8. Hukuk Dairesi 2018/4502 E. , 2020/266 K.
"İçtihat Metni"MAHKEMESİ :Asliye Hukuk Mahkemesi
DAVA TÜRÜ : Elatmanın Önlenmesi - Ecrimisil
Taraflar arasında görülen ve yukarıda açıklanan davada yapılan yargılama sonunda Mahkemece, davalı ... hakkında açılan davanın açılmamış sayılmasına, davalı ... hakkında açılan davanın reddine karar verilmiş olup, hükmün davacı vekili tarafından temyiz edilmesi üzerine, Dairece dosya incelendi, gereği düşünüldü.
KARAR
Davacı, maliki olduğu 228 ada 154 parsel sayılı taşınmazda bulunan 4 numaralı bağımsız bölümü davalı ..."den satın almasına rağmen davalının, diğer davalı ..."a kullandırmak suretiyle taşınmazı işgal ettiklerini ileri sürerek elatmalarının önlenmesine ve ecrimisile karar verilmesini istemiştir.
Davalı ..., taşınmazı hiçbir zaman kullanmadığını, diğer davalının kredi çekmesi amacıyla kendisinin kayıt maliki olduğunu belirterek davanın reddini savunmuştur.
Mahkemece, davalı ..."a yönelik davanın açılmamış sayılmasına, taşınmaza müdahalesinin bulunmadığı gerekçesiyle de diğer davalıya yönelik davanın reddine dair verilen karar, davacı vekili tarafından temyiz edilmiştir.
Dava, çaplı taşınmaza elatmanın önlenmesi ve ecrimisil isteklerine ilişkindir.
Bilindiği üzere, tarafların tüm delilleri toplanıp tetkik edildikten ve 6100 sayılı HMK"nin 186. maddesine göre son sözleri dinlenip duruşmanın bittiği bildirildikten sonra Hakimin HMK"nin 297. maddesi uyarınca kararı gerekçesi ile birlikte (tam olarak) yazması ve hüküm sonucunu aynı maddede öngörülen biçimde tefhim etmesi asıldır.
Ne var ki, uygulamada HMK"nin 294/4. maddesinin getirdiği ayrıcalığa dayanılarak bazı zorunlu nedenlerle sadece hükmün sonucu tutanağa geçirilip tefhim edilmekte, gerekçeli karar daha sonra yazılmaktadır.
İşte bu gibi hallerde HMK"nin 297. maddesine uygun olarak tarafların hak ve yükümlülüklerini açıkça gösteren, tefhim ile aleniyet ve hukuki varlık kazanan kısa kararla daha sonra yazılan gerekçeli kararın uygun olması zorunludur.
Öte yandan, kısa kararla gerekçeli kararın çelişkili bulunması yargılamanın aleniyeti, kararların alenen tefhim edilmesine ilişkin Anayasa"nın 141. maddesi ve usül kanunlarının yukarıda değinilen buyurucu nitelikteki maddelerine de aykırı bir durum yaratır.
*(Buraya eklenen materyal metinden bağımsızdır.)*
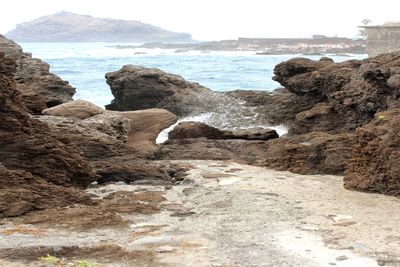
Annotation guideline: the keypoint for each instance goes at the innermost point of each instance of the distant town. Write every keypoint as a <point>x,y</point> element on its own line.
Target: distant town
<point>318,44</point>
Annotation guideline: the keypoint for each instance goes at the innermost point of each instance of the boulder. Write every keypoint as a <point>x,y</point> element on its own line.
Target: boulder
<point>40,169</point>
<point>39,88</point>
<point>145,126</point>
<point>278,107</point>
<point>136,88</point>
<point>117,144</point>
<point>345,95</point>
<point>193,129</point>
<point>312,153</point>
<point>374,165</point>
<point>78,109</point>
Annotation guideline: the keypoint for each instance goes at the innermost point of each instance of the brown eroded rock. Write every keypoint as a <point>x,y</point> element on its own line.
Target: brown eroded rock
<point>374,165</point>
<point>77,109</point>
<point>274,108</point>
<point>117,144</point>
<point>39,88</point>
<point>313,153</point>
<point>345,95</point>
<point>36,169</point>
<point>193,129</point>
<point>136,88</point>
<point>145,125</point>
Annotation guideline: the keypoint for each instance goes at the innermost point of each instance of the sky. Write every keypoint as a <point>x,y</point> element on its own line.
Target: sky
<point>220,19</point>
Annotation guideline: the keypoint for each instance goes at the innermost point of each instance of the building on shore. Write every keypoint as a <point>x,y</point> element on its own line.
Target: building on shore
<point>382,38</point>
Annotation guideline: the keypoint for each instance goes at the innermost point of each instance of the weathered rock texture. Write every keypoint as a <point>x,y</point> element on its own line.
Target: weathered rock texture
<point>137,88</point>
<point>36,169</point>
<point>333,110</point>
<point>348,94</point>
<point>145,126</point>
<point>39,88</point>
<point>117,144</point>
<point>347,98</point>
<point>375,162</point>
<point>198,130</point>
<point>279,107</point>
<point>78,109</point>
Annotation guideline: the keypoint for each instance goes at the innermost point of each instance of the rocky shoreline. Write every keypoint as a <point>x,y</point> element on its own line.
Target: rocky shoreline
<point>342,119</point>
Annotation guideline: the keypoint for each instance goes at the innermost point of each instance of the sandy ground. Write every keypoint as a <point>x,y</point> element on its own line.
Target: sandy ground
<point>228,214</point>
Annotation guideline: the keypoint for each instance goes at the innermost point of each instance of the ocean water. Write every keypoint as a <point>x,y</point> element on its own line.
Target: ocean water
<point>85,64</point>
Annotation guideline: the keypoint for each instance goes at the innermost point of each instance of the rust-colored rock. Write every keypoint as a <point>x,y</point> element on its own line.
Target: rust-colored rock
<point>78,109</point>
<point>136,88</point>
<point>39,88</point>
<point>375,161</point>
<point>145,125</point>
<point>345,95</point>
<point>36,169</point>
<point>193,129</point>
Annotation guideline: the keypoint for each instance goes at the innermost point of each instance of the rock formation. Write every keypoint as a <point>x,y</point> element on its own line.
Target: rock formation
<point>348,94</point>
<point>40,170</point>
<point>39,88</point>
<point>374,165</point>
<point>137,88</point>
<point>191,129</point>
<point>347,100</point>
<point>78,109</point>
<point>343,118</point>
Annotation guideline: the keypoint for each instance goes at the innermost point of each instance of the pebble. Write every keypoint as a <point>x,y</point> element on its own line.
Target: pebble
<point>342,258</point>
<point>165,249</point>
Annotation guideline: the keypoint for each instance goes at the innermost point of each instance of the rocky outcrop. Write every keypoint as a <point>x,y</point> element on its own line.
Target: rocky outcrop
<point>136,88</point>
<point>349,93</point>
<point>39,88</point>
<point>374,165</point>
<point>313,153</point>
<point>198,130</point>
<point>117,144</point>
<point>352,125</point>
<point>145,126</point>
<point>37,170</point>
<point>278,107</point>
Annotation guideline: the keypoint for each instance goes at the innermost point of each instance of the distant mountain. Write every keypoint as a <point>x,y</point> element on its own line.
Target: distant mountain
<point>69,27</point>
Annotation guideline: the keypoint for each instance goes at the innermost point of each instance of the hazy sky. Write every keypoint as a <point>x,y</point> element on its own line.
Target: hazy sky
<point>220,19</point>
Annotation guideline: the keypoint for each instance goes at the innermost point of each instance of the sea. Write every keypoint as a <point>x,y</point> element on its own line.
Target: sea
<point>85,64</point>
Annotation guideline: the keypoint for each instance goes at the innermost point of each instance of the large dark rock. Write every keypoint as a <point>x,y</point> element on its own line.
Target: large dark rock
<point>375,161</point>
<point>137,88</point>
<point>344,95</point>
<point>314,153</point>
<point>39,88</point>
<point>198,130</point>
<point>69,27</point>
<point>274,108</point>
<point>37,171</point>
<point>117,144</point>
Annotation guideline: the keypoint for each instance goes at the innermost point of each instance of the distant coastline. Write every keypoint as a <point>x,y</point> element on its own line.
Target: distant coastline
<point>69,27</point>
<point>318,45</point>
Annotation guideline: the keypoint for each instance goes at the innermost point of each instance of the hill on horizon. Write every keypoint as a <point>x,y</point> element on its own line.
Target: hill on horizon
<point>70,27</point>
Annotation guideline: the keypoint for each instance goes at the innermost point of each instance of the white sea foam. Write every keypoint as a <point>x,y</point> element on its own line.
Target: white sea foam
<point>163,136</point>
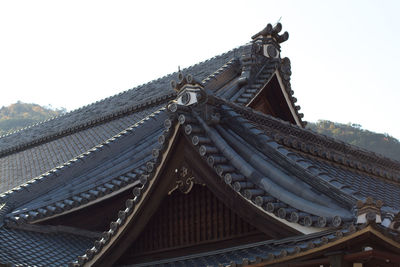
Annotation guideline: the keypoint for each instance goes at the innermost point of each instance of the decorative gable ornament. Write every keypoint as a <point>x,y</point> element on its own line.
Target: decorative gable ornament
<point>369,211</point>
<point>188,88</point>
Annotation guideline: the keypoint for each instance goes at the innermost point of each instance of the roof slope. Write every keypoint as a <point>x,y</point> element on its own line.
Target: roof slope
<point>27,248</point>
<point>278,179</point>
<point>35,150</point>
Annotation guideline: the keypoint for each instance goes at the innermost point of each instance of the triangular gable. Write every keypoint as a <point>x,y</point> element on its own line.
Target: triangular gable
<point>155,194</point>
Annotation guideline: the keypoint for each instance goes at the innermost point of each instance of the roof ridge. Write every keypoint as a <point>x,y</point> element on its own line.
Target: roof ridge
<point>357,154</point>
<point>5,197</point>
<point>88,124</point>
<point>117,94</point>
<point>96,119</point>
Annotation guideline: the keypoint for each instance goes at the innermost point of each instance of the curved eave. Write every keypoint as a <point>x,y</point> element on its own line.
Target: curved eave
<point>134,207</point>
<point>235,164</point>
<point>32,208</point>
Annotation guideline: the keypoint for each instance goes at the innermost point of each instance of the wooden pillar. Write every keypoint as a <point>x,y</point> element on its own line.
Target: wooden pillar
<point>337,260</point>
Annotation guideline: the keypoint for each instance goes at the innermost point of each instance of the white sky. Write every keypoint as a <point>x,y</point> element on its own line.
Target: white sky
<point>344,54</point>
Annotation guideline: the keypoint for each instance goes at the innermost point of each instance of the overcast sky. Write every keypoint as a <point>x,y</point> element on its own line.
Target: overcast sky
<point>344,54</point>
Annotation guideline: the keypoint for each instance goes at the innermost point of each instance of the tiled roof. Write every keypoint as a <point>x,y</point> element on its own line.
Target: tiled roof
<point>113,165</point>
<point>35,150</point>
<point>269,252</point>
<point>26,248</point>
<point>138,97</point>
<point>22,166</point>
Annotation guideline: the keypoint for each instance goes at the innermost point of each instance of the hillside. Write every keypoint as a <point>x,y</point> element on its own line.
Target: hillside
<point>20,115</point>
<point>353,134</point>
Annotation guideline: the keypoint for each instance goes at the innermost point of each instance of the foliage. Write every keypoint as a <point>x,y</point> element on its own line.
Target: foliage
<point>20,115</point>
<point>353,134</point>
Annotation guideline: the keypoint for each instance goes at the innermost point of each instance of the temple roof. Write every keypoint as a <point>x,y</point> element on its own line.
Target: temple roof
<point>237,116</point>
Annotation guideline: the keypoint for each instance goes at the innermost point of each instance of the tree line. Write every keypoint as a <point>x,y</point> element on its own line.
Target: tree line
<point>20,115</point>
<point>353,134</point>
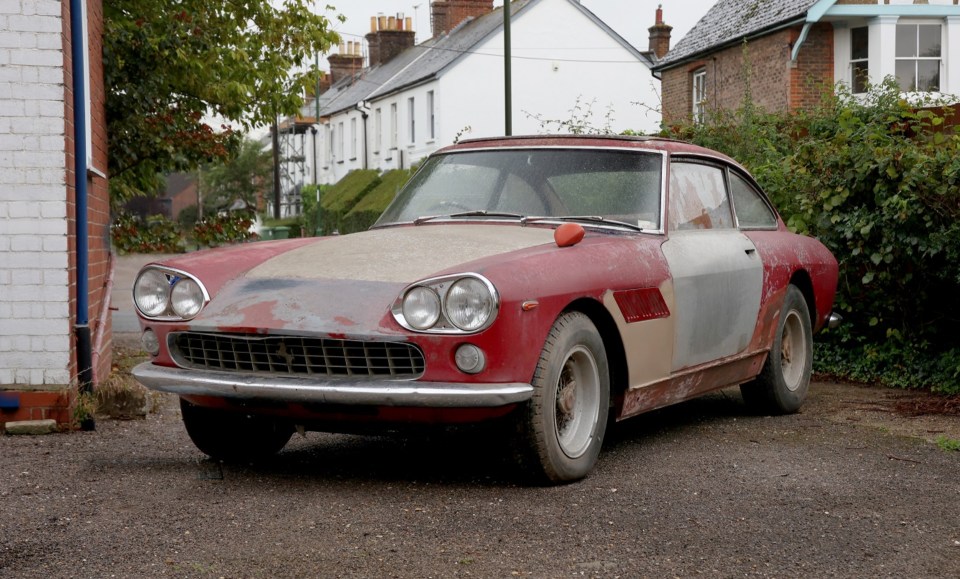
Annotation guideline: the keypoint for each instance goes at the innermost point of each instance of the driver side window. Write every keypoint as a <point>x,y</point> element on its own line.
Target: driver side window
<point>698,197</point>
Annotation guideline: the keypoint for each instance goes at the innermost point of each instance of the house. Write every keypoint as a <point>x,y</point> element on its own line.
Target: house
<point>784,52</point>
<point>55,331</point>
<point>403,101</point>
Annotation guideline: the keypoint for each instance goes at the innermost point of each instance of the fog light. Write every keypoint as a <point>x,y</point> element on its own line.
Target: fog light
<point>149,342</point>
<point>470,359</point>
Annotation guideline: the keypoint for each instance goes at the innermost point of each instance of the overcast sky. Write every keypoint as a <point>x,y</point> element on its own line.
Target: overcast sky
<point>629,18</point>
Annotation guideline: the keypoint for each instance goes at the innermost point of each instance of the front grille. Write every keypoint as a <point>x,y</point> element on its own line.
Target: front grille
<point>296,355</point>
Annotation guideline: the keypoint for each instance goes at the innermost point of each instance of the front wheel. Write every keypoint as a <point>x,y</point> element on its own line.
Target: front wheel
<point>564,423</point>
<point>784,381</point>
<point>233,436</point>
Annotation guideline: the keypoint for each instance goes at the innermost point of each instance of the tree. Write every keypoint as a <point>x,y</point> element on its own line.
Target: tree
<point>240,178</point>
<point>170,65</point>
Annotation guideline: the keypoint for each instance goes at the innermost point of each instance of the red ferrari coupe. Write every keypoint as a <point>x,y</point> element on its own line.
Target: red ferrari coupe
<point>547,283</point>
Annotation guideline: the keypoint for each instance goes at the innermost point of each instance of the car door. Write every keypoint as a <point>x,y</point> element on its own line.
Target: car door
<point>717,274</point>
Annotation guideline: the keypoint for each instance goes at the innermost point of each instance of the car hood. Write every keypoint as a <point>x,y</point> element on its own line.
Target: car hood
<point>344,286</point>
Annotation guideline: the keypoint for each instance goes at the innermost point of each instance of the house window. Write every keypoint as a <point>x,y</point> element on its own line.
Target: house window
<point>412,126</point>
<point>431,127</point>
<point>859,52</point>
<point>353,138</point>
<point>393,126</point>
<point>918,57</point>
<point>699,97</point>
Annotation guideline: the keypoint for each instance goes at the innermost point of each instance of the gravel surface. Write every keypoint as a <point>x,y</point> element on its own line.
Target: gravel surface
<point>846,488</point>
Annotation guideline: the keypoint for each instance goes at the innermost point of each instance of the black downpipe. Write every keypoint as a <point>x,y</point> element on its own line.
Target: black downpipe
<point>81,219</point>
<point>364,115</point>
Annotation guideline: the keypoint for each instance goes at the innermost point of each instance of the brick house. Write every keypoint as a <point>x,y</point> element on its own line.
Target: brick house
<point>392,103</point>
<point>783,53</point>
<point>54,325</point>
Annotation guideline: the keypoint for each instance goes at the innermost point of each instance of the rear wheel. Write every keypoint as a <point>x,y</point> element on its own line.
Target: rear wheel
<point>784,381</point>
<point>234,436</point>
<point>564,423</point>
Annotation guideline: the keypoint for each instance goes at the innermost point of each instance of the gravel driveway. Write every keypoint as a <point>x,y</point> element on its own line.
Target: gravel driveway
<point>699,489</point>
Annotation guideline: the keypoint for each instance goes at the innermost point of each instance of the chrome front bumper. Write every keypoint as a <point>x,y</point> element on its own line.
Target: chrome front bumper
<point>330,391</point>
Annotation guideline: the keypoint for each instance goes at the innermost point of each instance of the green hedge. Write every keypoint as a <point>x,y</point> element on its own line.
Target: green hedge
<point>877,180</point>
<point>369,208</point>
<point>341,197</point>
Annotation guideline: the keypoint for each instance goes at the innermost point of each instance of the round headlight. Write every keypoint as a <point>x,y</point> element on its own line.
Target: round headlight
<point>186,299</point>
<point>151,293</point>
<point>421,308</point>
<point>469,304</point>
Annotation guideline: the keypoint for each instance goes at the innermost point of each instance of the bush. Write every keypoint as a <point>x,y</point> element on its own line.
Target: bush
<point>341,197</point>
<point>878,182</point>
<point>156,234</point>
<point>366,212</point>
<point>223,229</point>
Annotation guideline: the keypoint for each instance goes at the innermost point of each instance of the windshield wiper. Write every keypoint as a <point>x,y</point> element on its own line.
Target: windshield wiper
<point>485,213</point>
<point>587,218</point>
<point>475,213</point>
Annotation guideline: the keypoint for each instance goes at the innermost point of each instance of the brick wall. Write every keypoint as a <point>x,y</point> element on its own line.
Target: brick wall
<point>760,68</point>
<point>447,14</point>
<point>37,250</point>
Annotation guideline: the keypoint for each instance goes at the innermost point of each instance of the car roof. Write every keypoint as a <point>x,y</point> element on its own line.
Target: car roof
<point>672,146</point>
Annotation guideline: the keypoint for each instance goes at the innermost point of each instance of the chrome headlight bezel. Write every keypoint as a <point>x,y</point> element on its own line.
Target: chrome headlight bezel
<point>165,310</point>
<point>484,293</point>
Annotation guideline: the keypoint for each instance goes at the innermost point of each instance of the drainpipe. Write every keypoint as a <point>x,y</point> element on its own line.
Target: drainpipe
<point>82,326</point>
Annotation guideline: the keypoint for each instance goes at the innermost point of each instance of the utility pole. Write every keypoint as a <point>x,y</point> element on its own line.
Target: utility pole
<point>508,105</point>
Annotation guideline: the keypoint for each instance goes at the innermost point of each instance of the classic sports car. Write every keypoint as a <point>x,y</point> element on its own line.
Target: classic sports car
<point>547,283</point>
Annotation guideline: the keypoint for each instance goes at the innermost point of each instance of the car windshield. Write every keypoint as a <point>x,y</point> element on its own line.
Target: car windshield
<point>596,186</point>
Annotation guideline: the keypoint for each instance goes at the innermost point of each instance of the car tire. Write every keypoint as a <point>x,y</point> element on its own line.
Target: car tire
<point>564,423</point>
<point>784,381</point>
<point>233,436</point>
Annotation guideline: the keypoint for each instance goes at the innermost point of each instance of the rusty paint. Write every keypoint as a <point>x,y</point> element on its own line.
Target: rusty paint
<point>568,234</point>
<point>692,383</point>
<point>641,304</point>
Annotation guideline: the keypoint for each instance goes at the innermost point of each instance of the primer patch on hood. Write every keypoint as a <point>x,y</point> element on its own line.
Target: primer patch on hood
<point>399,254</point>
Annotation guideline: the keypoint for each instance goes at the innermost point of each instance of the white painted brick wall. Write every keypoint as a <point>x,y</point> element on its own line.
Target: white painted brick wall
<point>35,324</point>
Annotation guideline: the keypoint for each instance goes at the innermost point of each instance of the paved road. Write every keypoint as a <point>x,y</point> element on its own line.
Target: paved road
<point>699,489</point>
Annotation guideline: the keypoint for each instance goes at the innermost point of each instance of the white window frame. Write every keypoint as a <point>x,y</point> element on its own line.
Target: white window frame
<point>698,95</point>
<point>378,130</point>
<point>855,61</point>
<point>431,127</point>
<point>412,120</point>
<point>917,59</point>
<point>394,123</point>
<point>353,138</point>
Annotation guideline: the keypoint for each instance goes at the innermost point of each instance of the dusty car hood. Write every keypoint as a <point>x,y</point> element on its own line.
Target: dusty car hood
<point>346,285</point>
<point>402,254</point>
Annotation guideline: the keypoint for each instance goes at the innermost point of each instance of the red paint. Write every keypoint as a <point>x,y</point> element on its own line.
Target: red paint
<point>568,234</point>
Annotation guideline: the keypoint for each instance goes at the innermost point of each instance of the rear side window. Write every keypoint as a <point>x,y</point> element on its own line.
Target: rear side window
<point>752,212</point>
<point>698,197</point>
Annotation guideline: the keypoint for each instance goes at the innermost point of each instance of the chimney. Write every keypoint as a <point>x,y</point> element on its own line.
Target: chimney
<point>348,62</point>
<point>448,14</point>
<point>660,35</point>
<point>389,37</point>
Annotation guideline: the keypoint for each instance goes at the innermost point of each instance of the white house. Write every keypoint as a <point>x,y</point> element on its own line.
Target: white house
<point>567,65</point>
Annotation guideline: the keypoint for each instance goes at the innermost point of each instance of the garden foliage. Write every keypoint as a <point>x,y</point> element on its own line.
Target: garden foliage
<point>877,179</point>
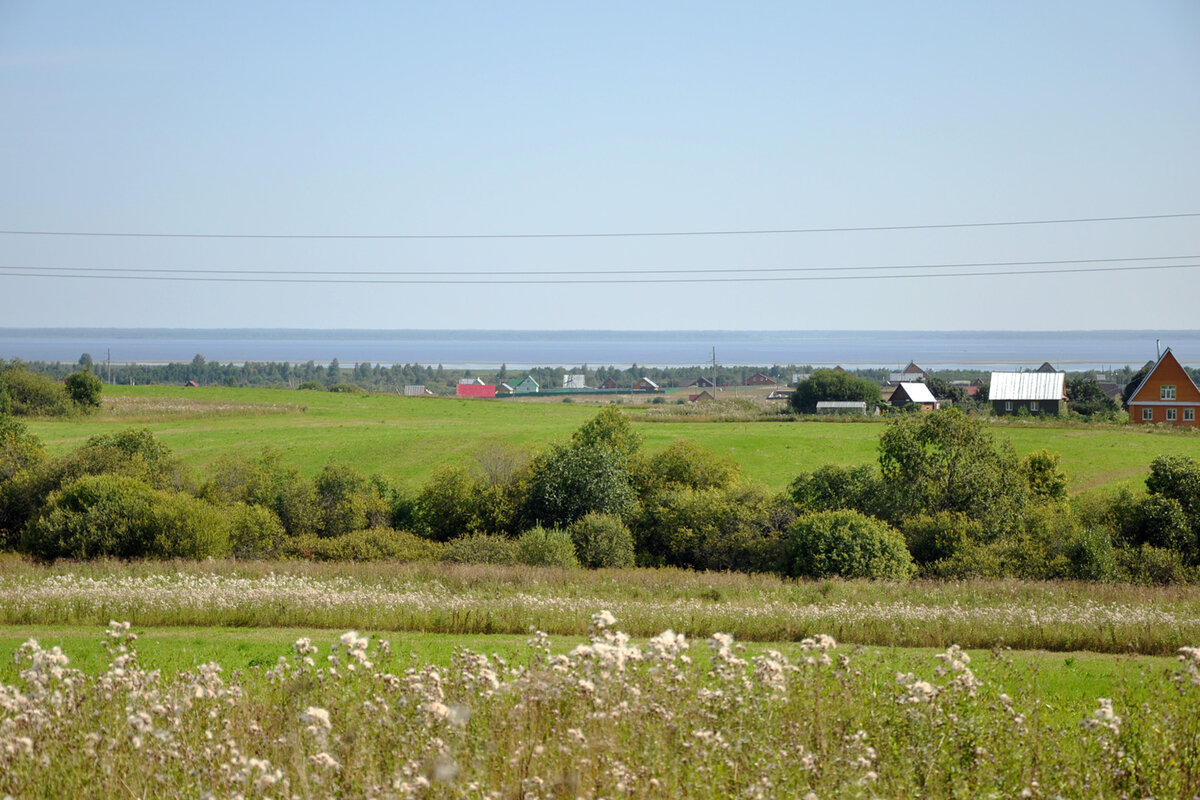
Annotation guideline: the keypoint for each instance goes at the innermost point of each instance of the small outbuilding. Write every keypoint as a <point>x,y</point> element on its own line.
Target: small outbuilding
<point>475,390</point>
<point>1037,392</point>
<point>913,392</point>
<point>851,408</point>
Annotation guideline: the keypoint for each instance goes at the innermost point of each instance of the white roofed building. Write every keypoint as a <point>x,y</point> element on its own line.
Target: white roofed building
<point>1037,392</point>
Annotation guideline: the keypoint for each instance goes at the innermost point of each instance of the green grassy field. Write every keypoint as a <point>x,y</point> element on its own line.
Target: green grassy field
<point>407,438</point>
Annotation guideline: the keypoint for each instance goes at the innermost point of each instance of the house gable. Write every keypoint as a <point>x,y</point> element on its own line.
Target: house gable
<point>1167,395</point>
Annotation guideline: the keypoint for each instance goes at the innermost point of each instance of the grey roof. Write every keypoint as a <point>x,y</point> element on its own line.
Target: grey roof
<point>1027,385</point>
<point>918,392</point>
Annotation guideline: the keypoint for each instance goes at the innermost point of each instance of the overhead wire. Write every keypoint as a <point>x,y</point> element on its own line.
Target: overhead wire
<point>945,226</point>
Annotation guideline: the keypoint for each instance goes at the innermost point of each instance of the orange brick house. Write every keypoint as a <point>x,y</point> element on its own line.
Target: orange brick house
<point>1165,395</point>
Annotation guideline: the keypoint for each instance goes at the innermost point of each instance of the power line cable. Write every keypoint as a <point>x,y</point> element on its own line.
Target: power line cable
<point>611,234</point>
<point>11,271</point>
<point>630,271</point>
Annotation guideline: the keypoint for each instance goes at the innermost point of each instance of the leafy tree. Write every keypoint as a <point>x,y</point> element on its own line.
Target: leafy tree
<point>947,461</point>
<point>571,480</point>
<point>833,385</point>
<point>1089,400</point>
<point>603,541</point>
<point>1132,385</point>
<point>83,389</point>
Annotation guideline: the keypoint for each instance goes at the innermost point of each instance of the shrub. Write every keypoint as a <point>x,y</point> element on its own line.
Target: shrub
<point>832,487</point>
<point>603,541</point>
<point>942,535</point>
<point>713,529</point>
<point>570,481</point>
<point>481,548</point>
<point>84,389</point>
<point>445,505</point>
<point>123,517</point>
<point>255,531</point>
<point>546,547</point>
<point>370,545</point>
<point>845,543</point>
<point>685,464</point>
<point>31,394</point>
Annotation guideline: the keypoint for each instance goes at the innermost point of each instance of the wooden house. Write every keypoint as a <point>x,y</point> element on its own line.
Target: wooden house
<point>1037,392</point>
<point>527,385</point>
<point>646,385</point>
<point>1165,395</point>
<point>475,390</point>
<point>913,392</point>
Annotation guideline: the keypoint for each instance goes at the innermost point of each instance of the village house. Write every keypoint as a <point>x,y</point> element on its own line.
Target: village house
<point>646,385</point>
<point>759,379</point>
<point>910,374</point>
<point>527,385</point>
<point>913,392</point>
<point>852,408</point>
<point>475,390</point>
<point>1037,392</point>
<point>1165,395</point>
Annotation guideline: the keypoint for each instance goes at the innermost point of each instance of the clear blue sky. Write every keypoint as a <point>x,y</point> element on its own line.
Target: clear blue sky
<point>454,118</point>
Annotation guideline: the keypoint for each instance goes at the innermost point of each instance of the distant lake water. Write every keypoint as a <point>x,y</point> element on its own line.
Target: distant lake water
<point>520,349</point>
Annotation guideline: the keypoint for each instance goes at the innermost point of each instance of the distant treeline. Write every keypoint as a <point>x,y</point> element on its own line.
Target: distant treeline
<point>441,380</point>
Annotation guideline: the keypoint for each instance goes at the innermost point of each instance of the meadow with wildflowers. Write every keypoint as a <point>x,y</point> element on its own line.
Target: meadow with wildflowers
<point>671,716</point>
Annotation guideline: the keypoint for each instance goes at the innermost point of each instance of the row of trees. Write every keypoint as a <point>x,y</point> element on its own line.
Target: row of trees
<point>943,499</point>
<point>25,392</point>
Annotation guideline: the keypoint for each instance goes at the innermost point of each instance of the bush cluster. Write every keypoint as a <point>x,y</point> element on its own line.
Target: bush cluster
<point>943,500</point>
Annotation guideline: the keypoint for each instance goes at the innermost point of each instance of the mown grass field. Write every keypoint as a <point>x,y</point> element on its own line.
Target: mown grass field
<point>245,685</point>
<point>406,438</point>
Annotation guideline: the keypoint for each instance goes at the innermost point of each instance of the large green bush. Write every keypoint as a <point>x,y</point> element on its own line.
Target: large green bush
<point>736,528</point>
<point>123,517</point>
<point>846,545</point>
<point>546,547</point>
<point>481,548</point>
<point>255,531</point>
<point>371,545</point>
<point>31,394</point>
<point>603,541</point>
<point>445,505</point>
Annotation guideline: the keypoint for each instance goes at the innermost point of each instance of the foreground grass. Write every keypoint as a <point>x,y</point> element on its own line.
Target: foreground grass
<point>406,437</point>
<point>667,717</point>
<point>485,600</point>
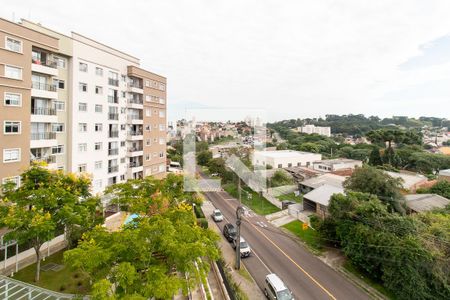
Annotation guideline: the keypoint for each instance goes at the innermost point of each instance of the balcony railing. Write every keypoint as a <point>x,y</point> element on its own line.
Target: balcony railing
<point>48,63</point>
<point>114,82</point>
<point>43,111</point>
<point>113,133</point>
<point>113,116</point>
<point>113,169</point>
<point>113,151</point>
<point>35,136</point>
<point>43,86</point>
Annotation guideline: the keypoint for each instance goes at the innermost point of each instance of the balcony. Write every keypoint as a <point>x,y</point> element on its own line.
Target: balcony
<point>114,151</point>
<point>113,133</point>
<point>113,82</point>
<point>113,116</point>
<point>113,169</point>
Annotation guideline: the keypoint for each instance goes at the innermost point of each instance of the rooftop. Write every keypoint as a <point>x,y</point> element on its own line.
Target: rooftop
<point>425,202</point>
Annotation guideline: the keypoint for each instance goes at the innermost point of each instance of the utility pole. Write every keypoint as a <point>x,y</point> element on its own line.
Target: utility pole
<point>239,212</point>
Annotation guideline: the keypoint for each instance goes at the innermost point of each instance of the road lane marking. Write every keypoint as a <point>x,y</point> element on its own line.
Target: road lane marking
<point>287,256</point>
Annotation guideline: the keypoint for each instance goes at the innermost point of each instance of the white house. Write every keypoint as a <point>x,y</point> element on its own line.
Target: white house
<point>285,158</point>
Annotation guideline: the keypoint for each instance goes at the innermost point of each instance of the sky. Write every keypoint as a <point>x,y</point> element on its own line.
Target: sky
<point>293,59</point>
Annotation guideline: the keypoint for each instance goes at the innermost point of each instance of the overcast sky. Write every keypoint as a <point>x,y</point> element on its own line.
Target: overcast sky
<point>291,58</point>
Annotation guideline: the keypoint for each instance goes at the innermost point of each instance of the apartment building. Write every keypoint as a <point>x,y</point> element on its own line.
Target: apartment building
<point>84,107</point>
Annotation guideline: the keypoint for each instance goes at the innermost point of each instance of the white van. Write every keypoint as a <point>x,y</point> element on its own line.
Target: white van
<point>274,288</point>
Ayrıca, anılan husus kamu düzeni ile ilgili olup, gözetilmesi yasa ile Hakime yükletilmiş bir ödevdir. Aksine düşünce ve uygulama yargı, yargıç ve kararlarının her türlü düşünceden uzak, saygın ve güvenilir olması ilkesi ile de bağdaşmaz.
Somut olayda, 22.01.2015 tarihli 5. oturumda verilen kısa kararda "davacının, davasının reddine" denildikten sonra gerekçeli kararda "1- davalılardan ... hakkında açılan davanın HMK 150. madde gereğince açılmamış sayılmasına 2- davalılardan ... hakkında açılan davanın reddine" denilmek suretiyle iki karar arasında çelişki yaratıldığı açıktır.
Hal böyle olunca; değinilen ilke ve yasa hükümleri gözardı edilerek kısa kararla çelişkili olarak gerekçeli karar yazılması doğru değildir.
SONUÇ: Yukarıda yazılı nedenle davacı vekilinin temyiz itirazları yerinde görüldüğünden, kabulüyle, hükmün 6100 sayılı HMK"nin geçici 3. maddesi yollamasıyla 1086 sayılı HUMK"un 428. maddesi uyarınca BOZULMASINA, bozma sebebine göre davacının diğer temyiz sebeplerinin bu açıdan incelenmesine gerek olmadığına, HUMK"un 440/III-1, 2, 3 ve 4. bentleri gereğince ilama karşı karar düzeltme yolu kapalı bulunduğuna, peşin harcın istek halinde temyiz edene iadesine, 16.01.2020 tarihinde oy birliğiyle karar verildi.